Version: 2.0

Understanding Vectara

Vectara is an API-first Agentic Platform. The end-user application (the UI, the brand, the workflow) sits on top of the platform and calls Vectara over REST. Underneath the application layer, Vectara handles retrieval, generation, agent orchestration, factual consistency checks, governance, and observability.

tip

Vectara is SOC 2 Type II and HIPAA certified.

There are two ways to get an application built and running on the same platform:

Your team builds it with the API + Vectara Skills + a coding agent
Vectara delivers it turnkey as Vectara Managed Agents.

See the application layer for both options.

This section is the conceptual map

Use this section to orient yourself.

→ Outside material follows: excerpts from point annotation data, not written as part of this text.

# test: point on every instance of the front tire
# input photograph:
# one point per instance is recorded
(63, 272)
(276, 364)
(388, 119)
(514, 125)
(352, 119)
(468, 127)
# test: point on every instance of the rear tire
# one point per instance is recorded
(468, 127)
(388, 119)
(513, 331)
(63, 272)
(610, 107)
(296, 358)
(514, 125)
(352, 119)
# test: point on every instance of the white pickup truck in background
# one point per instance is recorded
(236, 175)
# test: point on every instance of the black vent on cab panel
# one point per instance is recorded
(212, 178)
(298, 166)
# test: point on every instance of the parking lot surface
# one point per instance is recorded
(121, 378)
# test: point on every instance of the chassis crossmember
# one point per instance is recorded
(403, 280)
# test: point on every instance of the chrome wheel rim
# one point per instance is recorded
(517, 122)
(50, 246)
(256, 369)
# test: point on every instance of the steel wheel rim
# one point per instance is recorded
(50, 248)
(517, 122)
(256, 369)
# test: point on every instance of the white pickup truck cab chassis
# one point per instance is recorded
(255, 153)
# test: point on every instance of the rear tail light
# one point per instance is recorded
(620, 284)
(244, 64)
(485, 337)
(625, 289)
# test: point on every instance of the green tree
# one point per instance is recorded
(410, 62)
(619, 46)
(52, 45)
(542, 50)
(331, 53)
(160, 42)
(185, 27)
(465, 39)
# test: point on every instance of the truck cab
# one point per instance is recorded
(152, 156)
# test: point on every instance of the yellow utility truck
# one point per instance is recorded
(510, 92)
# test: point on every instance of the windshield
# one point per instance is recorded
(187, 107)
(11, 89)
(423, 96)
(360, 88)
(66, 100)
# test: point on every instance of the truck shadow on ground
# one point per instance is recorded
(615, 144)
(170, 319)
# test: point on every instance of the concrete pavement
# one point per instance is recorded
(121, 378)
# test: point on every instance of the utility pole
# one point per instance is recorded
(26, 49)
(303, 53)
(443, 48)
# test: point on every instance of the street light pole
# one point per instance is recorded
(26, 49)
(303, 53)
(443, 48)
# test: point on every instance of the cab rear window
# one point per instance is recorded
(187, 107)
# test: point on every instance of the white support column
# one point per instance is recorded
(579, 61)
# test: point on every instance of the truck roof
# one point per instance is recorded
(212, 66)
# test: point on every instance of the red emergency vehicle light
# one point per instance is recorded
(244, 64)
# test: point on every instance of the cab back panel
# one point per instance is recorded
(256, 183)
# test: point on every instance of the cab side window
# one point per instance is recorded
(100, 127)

It explains what the parts of the platform are, how they fit together, and the trade-offs that shape the design. For the implementation reference (configuration fields, API schemas, tuning playbooks), each topic links to its canonical guide in /docs/agents/, /docs/search-and-retrieval/, /docs/pipelines/, and the REST API reference. Read this section first if you're evaluating Vectara or orienting a new engineer. Reach for the canonical guides once you're building.

Vectara is available as a service on-premises, within your VPC, or via SaaS.

The platform comes with:

Agent orchestration, exposed as a hosted Agent API that you can use to write and use your agents.
- Writing an agent involves:
  - Specifying agent instructions as text. Vectara also provides default instructions for a Q&A agent, and the Vectara team can help you write the instructions for your agents.
  - Specifying which tools and skills the agent can use.
  - Specifying which ML models the agent can use.
- Using an agent is done via invoking the session and interaction APIs.
A list of tools that agents can use for various complex use cases. This includes tools like web search, image manipulation, agent artifacts, subagents, text2sql, and many more. Vectara also supports users adding their own tools, whether Python code directly, MCP, or Agent Skills.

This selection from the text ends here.